CRICHTON IS a good writer, and he's been to college too. His Harvard (undergraduate and medical) training has stood him in good stead, but ultimately the novel is little more than a thriller. Crichton is an old hand at those. Not yet 30, he's already had several fair-to-middling successes under a variety of pen names as well as his 1969 best-seller The Andromeda Strain. The Terminal Man shows the benefits of past experience: Only an old hand could think of a sign saying "DO NOT FEED OR MOLEST THE COMPUTER."

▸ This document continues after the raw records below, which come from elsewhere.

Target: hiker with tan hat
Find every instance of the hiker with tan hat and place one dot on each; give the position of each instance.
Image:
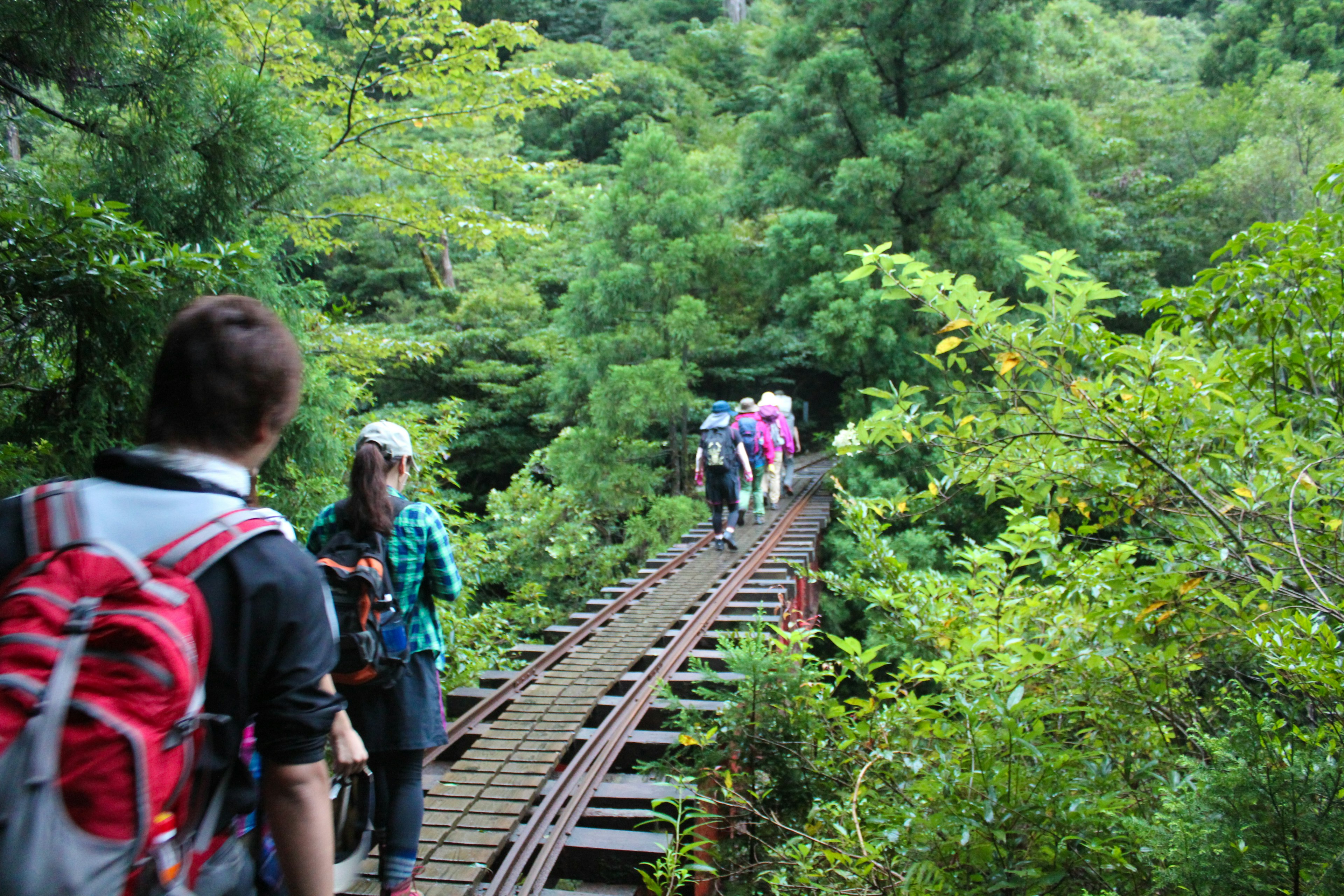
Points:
(781, 433)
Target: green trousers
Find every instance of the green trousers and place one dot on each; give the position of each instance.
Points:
(753, 493)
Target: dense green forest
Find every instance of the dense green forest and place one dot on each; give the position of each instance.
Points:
(1081, 620)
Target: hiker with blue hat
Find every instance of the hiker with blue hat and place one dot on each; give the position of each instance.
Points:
(717, 461)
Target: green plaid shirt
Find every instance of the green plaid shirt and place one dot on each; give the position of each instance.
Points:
(419, 550)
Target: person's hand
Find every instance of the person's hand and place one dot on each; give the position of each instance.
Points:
(349, 753)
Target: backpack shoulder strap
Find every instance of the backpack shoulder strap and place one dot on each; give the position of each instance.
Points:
(51, 516)
(205, 546)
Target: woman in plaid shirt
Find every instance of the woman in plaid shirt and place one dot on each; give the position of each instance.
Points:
(401, 722)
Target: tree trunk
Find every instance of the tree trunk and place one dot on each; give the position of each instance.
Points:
(11, 133)
(429, 268)
(448, 266)
(675, 450)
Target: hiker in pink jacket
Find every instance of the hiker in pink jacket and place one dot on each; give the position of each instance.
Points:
(780, 436)
(761, 452)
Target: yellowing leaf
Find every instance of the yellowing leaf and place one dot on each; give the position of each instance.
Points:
(1152, 606)
(1007, 360)
(1189, 585)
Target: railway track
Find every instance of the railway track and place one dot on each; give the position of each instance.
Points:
(536, 784)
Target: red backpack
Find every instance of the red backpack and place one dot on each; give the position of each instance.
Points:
(103, 667)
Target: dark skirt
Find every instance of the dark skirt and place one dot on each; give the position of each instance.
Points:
(406, 716)
(721, 487)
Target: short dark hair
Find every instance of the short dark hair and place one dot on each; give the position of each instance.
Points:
(227, 367)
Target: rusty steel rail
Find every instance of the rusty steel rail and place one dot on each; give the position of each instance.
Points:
(534, 671)
(552, 822)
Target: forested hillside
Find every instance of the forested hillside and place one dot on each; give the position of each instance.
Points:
(1092, 495)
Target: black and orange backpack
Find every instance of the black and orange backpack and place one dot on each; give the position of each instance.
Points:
(374, 649)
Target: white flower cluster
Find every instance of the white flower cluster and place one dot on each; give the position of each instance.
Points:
(846, 441)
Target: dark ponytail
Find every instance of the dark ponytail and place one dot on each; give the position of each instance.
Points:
(370, 508)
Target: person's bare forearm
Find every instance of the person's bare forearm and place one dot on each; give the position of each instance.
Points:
(298, 801)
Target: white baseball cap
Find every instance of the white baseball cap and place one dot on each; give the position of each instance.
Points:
(392, 437)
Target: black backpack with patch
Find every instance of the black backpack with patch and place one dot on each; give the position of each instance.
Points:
(374, 648)
(718, 449)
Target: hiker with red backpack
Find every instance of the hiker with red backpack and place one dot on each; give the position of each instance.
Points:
(717, 463)
(392, 647)
(147, 617)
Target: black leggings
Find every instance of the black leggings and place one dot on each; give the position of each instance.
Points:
(717, 518)
(398, 809)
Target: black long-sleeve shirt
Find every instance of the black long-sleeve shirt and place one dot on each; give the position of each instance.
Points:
(272, 637)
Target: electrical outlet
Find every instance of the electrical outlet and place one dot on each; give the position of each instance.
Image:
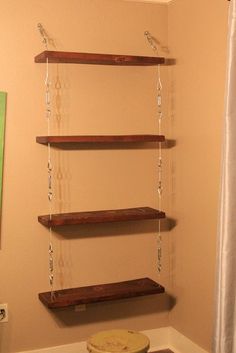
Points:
(3, 313)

Crichton has also written a reputable work of nonfiction, Five Patients, exposing conditions he witnessed during his medical training. Clearly, he knows his stuff, and making science engrossing is an admirable venture. An unnecessarily pretentious forward states: "There has been so much ominous talk and frivolous speculation for so many years that the public now regards mind control as a problem removed to the distant future..."

The book attempts to render, the issue immediate: the chapters are labeled with such headings as "TUESDAY, MARCH 9, 1971: ADMISSION"; there are graphs and charts, even maps of the brain on the endpapers, plus a five-page bibliography on psychomotor epilepsy and surgical treatments.

But the characters and even the plot remain shadowy. Crichton is enough of a master to keep us unsure of the ending, but not enough to keep us worried about it. The concept of mind control is fascinating and terrifying, and, as Crichton notes. "The truth was that everybody's mind was controlled, and everybody was glad of it. The most powerful mind controllers in the world were parents, and they did the most damage...Newborn children were little computers waiting to be programmed." Unfortunately, such insight does not pervade the book; it merely provides token philosophy. If you're looking for fundamentals, there's always the bibliography.

In any case, until the movie comes along with stars to flesh out the rather meagre characters, this is a well-wrought thriller with more thought and flair than you're likely to find anywhere this side of Serious Literature. And besides, it's one book that certainly won't spoil the movie.